Ganz sicher gehört der Franzose JEAN-MICHEL JARRE zu denjenigen Künstlern, die weit über Genregrenzen bekannt sind. Dies hat Gründe, die vor allem in der hohen Qualität seiner Musik, aber auch in seiner charismatischen Persönlichkeit zu finden sind. Seit mittlerweile über 40 Jahren bzw. erst recht seit der Veröffentlichung des Chartbreakers „Oxygene“ 1977 ist er aus der elektrischen Szene nicht mehr wegzudenken.
JEAN-MICHEL JARRE ist sicherlich ein sehr umtriebiger Mensch, unter seinem Namen sind nicht weniger als 20 Alben, sieben Live-Veröffentlichungen, 19 „weiteren Veröffentlichungen“ (wie Wikipedia es tituliert) und 33 remasterten Platten erschienen, die Anzahl an ausgekoppelten Singles dürfte kaum noch zu zählen sein. Also wurde es Zeit, mal etwas anderes anzugehen, das Resultat ist der erste Teil der „Electronica“-Reihe, dem im Frühjahr 2016 ein weiteres Output folgen soll.
Um sich versammelt hat der Musiker einige mehr, andere weniger bekannte Mitstreiter. Sagen einem Namen wie der Pianist Lang Lang, Filmemacher John Carpenter, DJ Armin van Buuren (unter anderem durch seinen aktuellen Auftritt auf Faithless` Best-Of Faithless 2.0) und natürlich Moby durchaus etwas, scheinen M83 oder Gesaffelstein eher was für Szenekenner zu sein. Wie auch immer, die 16 Songs unterscheiden sich fast alle recht deutlich voneinander, was ein Zeichen für den jeweils eigenen Stempel der Mitkünstler ist. Die Lieder sind im Wesentlich eher ruhig, warm und melodisch gehalten und – das sei vorweg genommen – dann überzeugt JEAN-MICHEL JARRE am meisten. Dem gegenüber stehen beispielsweise die beiden „Automatic“-Teile, die eher hart und kalt klingen und sich eher für die Tanzfläche als den heimischen Player eignen. Warum auch nicht, auch bei Metal-Veröffentlichungen unterscheidet man ja gerne zwischen Kopfhörermusik und Stoff, der für die Bühne gemacht scheint.
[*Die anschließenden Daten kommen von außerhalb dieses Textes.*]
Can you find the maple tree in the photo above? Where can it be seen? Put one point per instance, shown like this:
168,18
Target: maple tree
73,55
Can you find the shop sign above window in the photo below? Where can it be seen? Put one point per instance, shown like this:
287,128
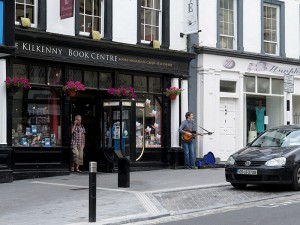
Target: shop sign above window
66,8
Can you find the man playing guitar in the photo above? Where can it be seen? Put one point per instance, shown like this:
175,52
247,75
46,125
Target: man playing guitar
188,146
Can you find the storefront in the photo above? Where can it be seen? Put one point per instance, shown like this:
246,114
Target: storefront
231,86
40,118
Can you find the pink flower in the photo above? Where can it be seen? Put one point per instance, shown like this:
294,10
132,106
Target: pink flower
173,91
74,86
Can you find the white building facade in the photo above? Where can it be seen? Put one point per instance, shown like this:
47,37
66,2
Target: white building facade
248,50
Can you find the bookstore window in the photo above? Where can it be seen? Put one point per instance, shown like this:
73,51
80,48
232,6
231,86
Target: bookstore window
26,9
36,118
153,121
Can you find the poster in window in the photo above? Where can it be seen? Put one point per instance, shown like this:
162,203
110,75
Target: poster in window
66,8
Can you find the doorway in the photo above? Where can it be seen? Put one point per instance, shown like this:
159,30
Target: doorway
227,127
274,111
83,104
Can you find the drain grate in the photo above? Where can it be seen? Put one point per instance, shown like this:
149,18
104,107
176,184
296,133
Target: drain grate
78,189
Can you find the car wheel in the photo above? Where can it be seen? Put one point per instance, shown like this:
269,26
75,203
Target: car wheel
238,186
296,180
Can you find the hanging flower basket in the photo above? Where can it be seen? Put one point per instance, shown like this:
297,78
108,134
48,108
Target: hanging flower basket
172,96
72,93
172,92
13,85
72,87
122,92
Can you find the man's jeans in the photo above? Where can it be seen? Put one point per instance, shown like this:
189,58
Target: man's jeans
189,153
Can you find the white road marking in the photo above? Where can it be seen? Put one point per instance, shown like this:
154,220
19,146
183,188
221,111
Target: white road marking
278,204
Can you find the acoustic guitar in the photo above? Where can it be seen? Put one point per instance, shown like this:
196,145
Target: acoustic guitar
188,138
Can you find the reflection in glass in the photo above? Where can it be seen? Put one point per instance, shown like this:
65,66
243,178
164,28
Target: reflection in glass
37,123
155,84
153,121
263,85
249,84
54,76
277,86
124,80
105,80
91,79
74,75
20,70
37,75
140,83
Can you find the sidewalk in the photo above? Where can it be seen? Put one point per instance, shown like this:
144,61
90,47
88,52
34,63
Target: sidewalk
64,200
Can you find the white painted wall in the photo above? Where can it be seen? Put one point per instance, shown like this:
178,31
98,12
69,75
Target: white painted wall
292,28
177,26
251,26
57,25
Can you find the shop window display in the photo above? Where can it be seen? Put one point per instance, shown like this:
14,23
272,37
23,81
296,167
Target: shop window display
36,118
153,121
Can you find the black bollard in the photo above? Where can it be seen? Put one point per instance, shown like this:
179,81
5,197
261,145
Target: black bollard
123,173
92,191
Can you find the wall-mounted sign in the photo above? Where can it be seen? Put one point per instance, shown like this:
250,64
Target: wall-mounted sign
272,68
106,59
66,8
289,83
229,63
191,16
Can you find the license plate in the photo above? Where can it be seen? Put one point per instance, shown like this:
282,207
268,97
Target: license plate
246,172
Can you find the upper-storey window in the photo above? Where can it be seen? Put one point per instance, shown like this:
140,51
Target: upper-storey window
151,14
271,29
27,9
91,16
227,24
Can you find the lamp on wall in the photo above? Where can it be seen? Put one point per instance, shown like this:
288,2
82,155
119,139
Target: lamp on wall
155,44
25,22
95,35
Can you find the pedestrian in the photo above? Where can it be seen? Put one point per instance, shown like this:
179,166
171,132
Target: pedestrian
78,143
188,127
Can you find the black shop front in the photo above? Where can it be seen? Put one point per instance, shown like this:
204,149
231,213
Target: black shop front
40,118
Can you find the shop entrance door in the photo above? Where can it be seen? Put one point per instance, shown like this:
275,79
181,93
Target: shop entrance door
227,128
84,106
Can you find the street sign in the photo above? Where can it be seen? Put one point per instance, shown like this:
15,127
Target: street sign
289,79
288,87
289,83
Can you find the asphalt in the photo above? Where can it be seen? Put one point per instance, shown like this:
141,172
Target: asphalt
64,200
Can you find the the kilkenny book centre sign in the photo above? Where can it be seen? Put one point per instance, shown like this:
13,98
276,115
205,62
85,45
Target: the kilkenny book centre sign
59,53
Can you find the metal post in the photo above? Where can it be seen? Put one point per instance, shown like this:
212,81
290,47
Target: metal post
92,191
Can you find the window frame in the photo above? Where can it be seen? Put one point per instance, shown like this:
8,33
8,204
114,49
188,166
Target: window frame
165,24
234,37
277,43
281,26
36,10
238,26
151,25
101,17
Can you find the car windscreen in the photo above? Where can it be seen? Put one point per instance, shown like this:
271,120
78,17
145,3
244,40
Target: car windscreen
278,138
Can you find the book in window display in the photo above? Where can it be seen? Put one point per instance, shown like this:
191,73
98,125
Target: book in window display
47,142
19,128
24,142
28,131
34,129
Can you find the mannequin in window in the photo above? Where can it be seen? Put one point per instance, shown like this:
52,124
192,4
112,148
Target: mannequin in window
260,113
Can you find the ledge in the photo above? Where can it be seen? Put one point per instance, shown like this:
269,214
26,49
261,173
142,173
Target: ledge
246,55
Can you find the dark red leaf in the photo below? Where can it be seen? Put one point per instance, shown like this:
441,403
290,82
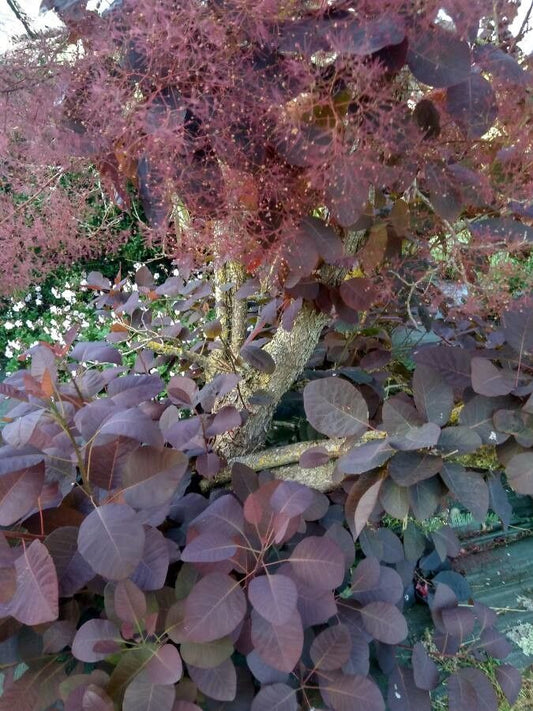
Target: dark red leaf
433,396
438,58
206,655
318,562
275,697
358,293
314,457
209,547
214,608
218,683
280,646
142,695
468,487
274,597
470,690
489,380
36,598
472,104
152,569
407,468
343,692
384,622
331,648
129,602
72,569
404,694
165,666
111,539
258,359
510,681
94,632
19,491
426,672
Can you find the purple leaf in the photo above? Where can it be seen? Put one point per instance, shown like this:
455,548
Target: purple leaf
274,597
182,390
93,632
96,351
73,571
129,390
314,457
209,547
331,648
258,359
472,104
19,492
318,562
407,468
214,608
458,622
489,380
519,472
358,293
275,697
152,569
518,329
152,475
432,395
384,622
165,666
135,424
492,643
365,457
218,683
470,689
468,487
500,64
343,692
335,407
426,672
280,646
403,694
510,681
394,499
365,506
111,539
438,58
424,498
36,598
58,636
142,695
96,699
291,498
129,602
206,655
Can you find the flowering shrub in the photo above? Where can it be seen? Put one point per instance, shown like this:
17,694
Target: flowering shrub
255,597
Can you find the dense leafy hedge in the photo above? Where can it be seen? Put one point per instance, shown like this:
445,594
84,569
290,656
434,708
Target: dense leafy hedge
140,581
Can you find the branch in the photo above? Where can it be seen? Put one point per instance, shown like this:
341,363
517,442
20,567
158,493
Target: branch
22,18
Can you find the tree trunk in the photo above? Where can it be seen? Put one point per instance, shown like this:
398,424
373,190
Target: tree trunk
290,351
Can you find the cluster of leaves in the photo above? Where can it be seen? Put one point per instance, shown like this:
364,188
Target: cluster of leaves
112,558
256,115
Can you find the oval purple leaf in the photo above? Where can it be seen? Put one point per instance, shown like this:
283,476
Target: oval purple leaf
335,407
111,539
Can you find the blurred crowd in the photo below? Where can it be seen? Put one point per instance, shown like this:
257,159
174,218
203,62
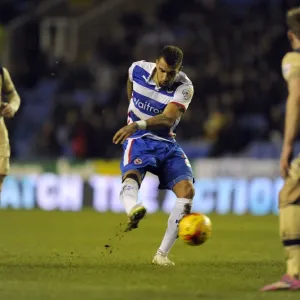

Etwas auffällig ist, dass die guten und eben meist langsamen Lieder allesamt etwas Zeit für ihre Entwicklung in Anspruch nehmen. Wenn es lang wird, wird es gut, könnte ein gemeinsamer Nenner sein. Ebenfalls wenig überraschend ist der Umstand, dass die subjektiv besten Lieder diejenigen sind, die von den weltweit bekannten Gästen unterstützt werden. „Suns Have Gone“ und „The Train And The River“ lassen sich ohne Probleme als Anspieltipps nehmen, aber auch „Glory“, „Close Your Eyes“ und „If…!“ fallen unter diese Kategorie. Hier finden sich gefühlvolle Melodien, die nicht mal alle von Synthesizern kreiert werden, dazu mitunter tolle Stimmen, die auch auf gitarrenlastigen Veröffentlichungen absolute Daseinsberechtigung genießen würden. A apropos: Die „Was wäre, wenn“-Frage darf hier ruhig gestellt werden, was wäre, wenn JEAN-MICHEL JARRE sein Talent nicht (nur) auf elektrischem Wege entfalten würde? Was könnten es für großartige Songs sein, wenn ein echtes Schlagzeug den Beat und Gitarren die Melodien liefern würden? Dennoch, auch der Stil des Franzosen ist eine feine Sache und wenn man die gänzlich schwarze Metal-Brille einmal abnimmt, kann man für sich einige Perlen entdecken, auch wenn nicht alles Gold ist, was da glänzt.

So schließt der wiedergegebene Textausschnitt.